Seul existe le bruit croissant ou décroissant du moteur, la mélodie du vent à travers les vitres ouvertes. Il n’y a pas de silence, juste de la tranquillité. On se fond dans tout, dans soi-même et dans l’univers, et avant chaque virage apparaît la certitude que la route se poursuit sur ces «chemins du ciel».

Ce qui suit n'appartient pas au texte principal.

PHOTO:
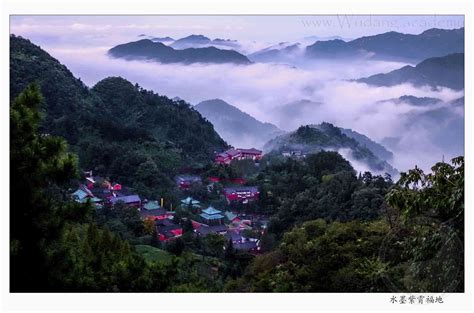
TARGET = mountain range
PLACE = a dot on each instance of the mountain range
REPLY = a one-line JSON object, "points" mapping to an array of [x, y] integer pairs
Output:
{"points": [[147, 49], [117, 128], [281, 52], [446, 71], [326, 136], [393, 46], [236, 127]]}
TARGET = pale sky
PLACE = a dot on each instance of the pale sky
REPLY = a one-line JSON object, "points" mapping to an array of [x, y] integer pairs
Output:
{"points": [[108, 30]]}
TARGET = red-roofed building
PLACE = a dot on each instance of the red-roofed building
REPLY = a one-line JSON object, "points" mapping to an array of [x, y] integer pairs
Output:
{"points": [[242, 194], [238, 154]]}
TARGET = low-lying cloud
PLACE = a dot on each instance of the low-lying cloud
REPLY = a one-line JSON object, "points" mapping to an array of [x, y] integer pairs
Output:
{"points": [[263, 89]]}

On finit par arriver : au sommet d’un col, au bord d’une mer, dans un village. On s’arrête, on coupe le moteur – le monde devient silencieux et bourdonne à l’intérieur de soi. On sort de la voiture et on a ce sentiment étrange d’être debout sur ses pieds, mais de continuer à rouler. On regarde en arrière, aperçoit les méandres de la route se transformant en un souvenir qui ne sera jamais à court de carburant. Et en même temps, apparaît le désir ardent de rouler sur une autre des plus belles routes du monde – et l’envie de connaître à nouveau le sentiment d’accélération et, parallèlement, de ralentissement de son propre être sur ces routes.
PREMIERS RÊVES
Ma première voiture était une Ferrari 308 GTS Quattrovalvole, 240 CV, cette déesse parmi les automobiles, avec laquelle Magnum, plus tard, empruntait les routes d’Hawaï dans la série du même nom. Nous étions des amis inséparables, nous découvrions le monde ensemble, nous le parcourions à toute vitesse. J’avais quatre ans, cinq peut-être, la 380 était un jouet – qui pourtant a lancé pour toujours mon moteur, de cette sincérité ludique pour l’automobile.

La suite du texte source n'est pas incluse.